魔森巡礼6
ブッソレーノ地区に着くと先に着いていたキリが検問所と交渉したおかげですんなり通行許可が降りた。
「あんな許可書でよく通行許可が降りましたよね」
ビリガーは運転をしながらとなりの副隊長に話しかけた。今走っている"E70.A43線"はトリノからシャンベリーまでの間を繋ぎ、延々と外灯が等間隔に並ぶアウトバーンとなっていた。深夜なので車通りも少なく、静かだった。
「一応、剣聖の判もあるから」
席の後ろからユフォが顔を出した。
「なんだ、起きてたんすかユフォさん」
「眠れなくて」
「寝不足は女の敵よ」
「エルフには敵じゃないよ、不老だもの」
「うわ、言ってみたいそんなセリフ」
「ヒューマンやドワーフは普通に歳を取るからね。でも、エルフでも疲労は溜まるから時間があるだけ寝た方がいいわよ。エルフの死因は外傷と過労が主だもの。なにより、隊長である貴方がダウンしたら一番駄目」
「わかっている」
「それより今、どこらへんすか?」
「多分オレルを過ぎた辺りかしら。さっき表示があったわ」
「それじゃもうフランス…いやスイス領に入ったんすね。俺初めてだなぁ国境越えるの」
「これから嫌になる程国境を越えると思うわ」
「ユフォさんたちはスイス出身でしたもんね」
「えぇ、私はこれから行くジュネーブ、ユフォはベルンの出よ」
「副隊長ってジュネーブだったんですか」
「小さい頃だけだけどね。

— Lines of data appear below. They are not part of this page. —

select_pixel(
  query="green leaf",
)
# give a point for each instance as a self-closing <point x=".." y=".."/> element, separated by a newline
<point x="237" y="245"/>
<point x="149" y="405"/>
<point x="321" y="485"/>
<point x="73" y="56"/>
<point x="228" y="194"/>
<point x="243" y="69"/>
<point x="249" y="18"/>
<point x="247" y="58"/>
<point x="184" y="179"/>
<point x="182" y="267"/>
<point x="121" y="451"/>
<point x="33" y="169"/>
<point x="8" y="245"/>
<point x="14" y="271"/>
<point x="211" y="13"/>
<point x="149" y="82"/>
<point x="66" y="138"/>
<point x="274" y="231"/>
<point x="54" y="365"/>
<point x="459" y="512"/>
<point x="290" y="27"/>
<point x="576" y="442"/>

育ちは第二地区よ」
「二地区っていうと…ボローニャですか」
「そうそう、パスタが有名な所でね、ってさっきからうるさいな!誰のいびき?」
後ろではカーラが爆睡していた。他愛もない会話を続けながら二台の車は進んでいく。ただ延々と続く外灯が彼らを誘うように照らし続けるのだった。